François Fillon, un premier ministre à l'écoute ?

En novembre 2014, Jean-Marie Delarue, président de la Commission nationale de contrôle des interceptions de sécurité (CNCIS), lançait un cri d'alarme à propos des écoutes administratives. Mediapart rendait compte de cette prise de position inhabituelle :

"Le « dispositif actuel n’est pas satisfaisant », a-t-il affirmé à l’occasion de son audition par la Commission de réflexion sur le droit et les libertés à l’âge du numérique de l’Assemblée nationale. « Et  le risque est grand de voir se développer de nouvelles approches plus  ou moins intrusives sans dispositions législatives et donc sans les  garanties qui entourent les interceptions de sécurité »"

(...)

"Outre les questions de moyens, son successeur estime surtout que les  garde-fous prévus par la loi sont loin d’être suffisants. Le nouveau  patron de la CNCIS regrette tout d’abord que son institution ait été  dépossédée de son droit de regard prioritaire au profit de cette « personnalité qualifiée », « dont les qualités personnelles ne sont pas en doute mais sur l’indépendance de laquelle on peut légitimement s’interroger ». « Il a été reconnu en ce domaine le contrôle de la CNCIS », précise-t-il, « mais c’est un contrôle a posteriori et c’est la personnalité qui donne toutes les autorisations nécessaires. Je le regrette. »"

(...)

"Le patron de la CNCIS a également évoqué « les pratiques éventuellement illégales des services » qui « doivent cesser » en proposant « un renforcement du code pénal sur les éventuelles infractions »."

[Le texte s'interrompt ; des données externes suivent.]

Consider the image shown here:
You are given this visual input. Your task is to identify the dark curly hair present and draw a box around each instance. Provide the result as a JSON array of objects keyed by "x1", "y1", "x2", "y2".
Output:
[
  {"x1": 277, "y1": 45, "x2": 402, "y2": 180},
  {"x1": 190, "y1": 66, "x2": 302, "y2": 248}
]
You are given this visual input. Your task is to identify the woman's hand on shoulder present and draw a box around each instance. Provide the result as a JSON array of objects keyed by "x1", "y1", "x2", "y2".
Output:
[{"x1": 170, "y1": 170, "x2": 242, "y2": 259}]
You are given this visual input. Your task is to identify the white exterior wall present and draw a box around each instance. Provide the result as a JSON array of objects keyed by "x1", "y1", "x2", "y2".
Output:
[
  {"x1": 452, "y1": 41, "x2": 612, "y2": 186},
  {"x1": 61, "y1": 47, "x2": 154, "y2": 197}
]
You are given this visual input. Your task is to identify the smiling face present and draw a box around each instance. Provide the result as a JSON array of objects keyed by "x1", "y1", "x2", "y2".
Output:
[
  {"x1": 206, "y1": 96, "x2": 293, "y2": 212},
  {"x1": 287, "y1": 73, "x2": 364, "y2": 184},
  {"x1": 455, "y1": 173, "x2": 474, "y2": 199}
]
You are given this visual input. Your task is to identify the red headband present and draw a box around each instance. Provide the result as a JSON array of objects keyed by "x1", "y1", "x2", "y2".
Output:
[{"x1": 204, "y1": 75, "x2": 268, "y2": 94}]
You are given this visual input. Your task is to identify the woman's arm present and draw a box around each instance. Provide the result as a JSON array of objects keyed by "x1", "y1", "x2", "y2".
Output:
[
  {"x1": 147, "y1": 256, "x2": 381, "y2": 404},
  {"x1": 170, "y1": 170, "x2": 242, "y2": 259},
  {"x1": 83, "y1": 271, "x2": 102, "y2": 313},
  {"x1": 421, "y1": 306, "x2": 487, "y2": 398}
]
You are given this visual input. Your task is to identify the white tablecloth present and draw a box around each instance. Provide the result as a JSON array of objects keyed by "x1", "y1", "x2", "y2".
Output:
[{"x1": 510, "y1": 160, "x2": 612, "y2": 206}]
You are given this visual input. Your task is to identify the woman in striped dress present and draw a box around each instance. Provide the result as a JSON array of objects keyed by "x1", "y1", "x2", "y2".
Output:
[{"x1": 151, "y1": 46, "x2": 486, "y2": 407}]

A propos de la personnalité qualifiée et de Matignon dont dépendent les interceptions administratives sur lesquelles reposaient IOL... Fin septembre 2010, le Canard Enchaîné révélait que Jean-Paul Faugère, ancien préfet d'Alsace et alors directeur de cabinet de François Fillon, avait signé une lettre classée "confidentiel-défense" permettant à Matignon, d'obtenir un "accès sans contrôle" à des écoutes téléphoniques, sans en référer à la commission compétente. Une commission de contrôle, c’est tellement désuet et inutile…

Comme lors de nos précédentes enquêtes sur ses activités, la société Qosmos a refusé de répondre à nos questions. Matignon s'est également muré dans le silence en dépit de nos nombreuses relances. Même mutisme de la part des opérateurs comme Orange ou Free.

Au delà de la mise en place d'une infrastructure qui sur le papier pourrait être utilisée dans le cadre des "Boîtes Noires" de la Loi Renseignement, une autre problématique se pose. Qosmos fait actuellement l'objet d'une instruction pour complicité de torture. Une justice sereine peut-elle être rendue alors que cette entreprise est à ce point liée aux services de renseignement en particulier et aux gouvernements successifs en général ?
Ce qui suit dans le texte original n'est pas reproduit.